We’ll spare you their names, so they can go on to better roles without being tainted. The script was painfully dull.

Reviewed by: Caesi Bevis and Karolina Figarski

This will probably be one of the shorter reviews we ever find we write. We are two very different people: one middle aged, ex-Thespian-turned costumer, professional reviewer, the other a UBC graduating twenty something theatre student and writer. We both thought the show failed the audience. It’s a given the show is dull when at intermission you are describing to each other, other shows that you just loved and why, or you a wristwatch watching from about fifteen minutes after it starts - and through to the end. It’s the script; the acting at least was average. The script was dull, dull, and dull…

Awesome set - mind games will the gorgeous 1930s English cottage home set, such as an interesting chess board, backgammon, Parcheesi, cards, an interesting tiered- pyramid wood structure game sitting on a table top (what was it?) and another they described as from ancient Egypt, and a pool table. We probably missed a few others. The rest of the set was stunning with the fireplace, Grandfather clock, aquarium (poor fish!) and a wood-twirling stairwell. This set was certainly as stunning as its “King and I” set, and for different reasons.

Worst set mistake: an elk or deer head mounted on a wall and a real bearskin rug with the head. We were hoping it was attached. It looked like it was - and they had the common sense to not have the head facing the audience…until the main character kicks the head off of the bear and it is now facing the audience for about the last 20 minutes of the show! Past upsetting, this hit a new level of insensitivity for animal lovers in the audience.

The show centers on an English detective storywriter who has the interest to live out one of his mysteries by killing his wife’s lover who wants to marry her. It’s the old traditional game of cat and mouse. Two men carry off the entire play, from 8pm to 10:15pm. The mystery - comedy, struggles hard for laughs. None of the lines are memorable even a few minutes later.

We struggling to find something we liked about the show. Karolina thought maybe the fish tank represented a fourth wall, or dimension, but then decided since the main character was positioned too close to it at points, that “wasn’t it”. Caesi was finding it irritatingly interesting that the main character kept referring to that in “his” opinion, only snobs read English detective stories in the 1930s, so they could stay in their world of other high-class snobs. Grrrr…her much beloved (and deceased) mother loved English detective stories and read many, and although from a higher-class family, she was hardly a snob. This point just didn’t make sense - especially to keep being emphasized over and over and over. It meant nothing to the storyline.

At one point the lover is supposed to be the detective, but incognito…where the audience is really supposed to find out later and be shocked they are one and the same. Except it doesn’t work as the man who plays the role has such a strong unique square jaw line, and distinctive eyes, he can’t pull it off.
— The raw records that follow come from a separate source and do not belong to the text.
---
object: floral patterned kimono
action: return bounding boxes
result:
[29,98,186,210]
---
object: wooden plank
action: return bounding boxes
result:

The Sherlock Holmes hat pulled a third of the way down his face is also a dead give away.

For those who don’t like the sound of gun shots there are four in the show.

Recommendation: Wait for the next Gateway show. This one is predictable with a dull script where you don’t care how it ends. The acting is average. To us, a show that stars only two men, when the community has such great talent to showcase, is just a poor script choice to do. It’s also more boring for the audience to have fewer characters on which to focus. Do an hour show, maybe, but leave the two plus hour scripts to more people…or find a more interesting script.

The set is the star. For anyone who loves fish and knows they don’t like temperature changes or to be moved around a lot, it’s hard to think that the fish will be going through both, night after night. Maybe this pales in comparison to the dead bear and elk.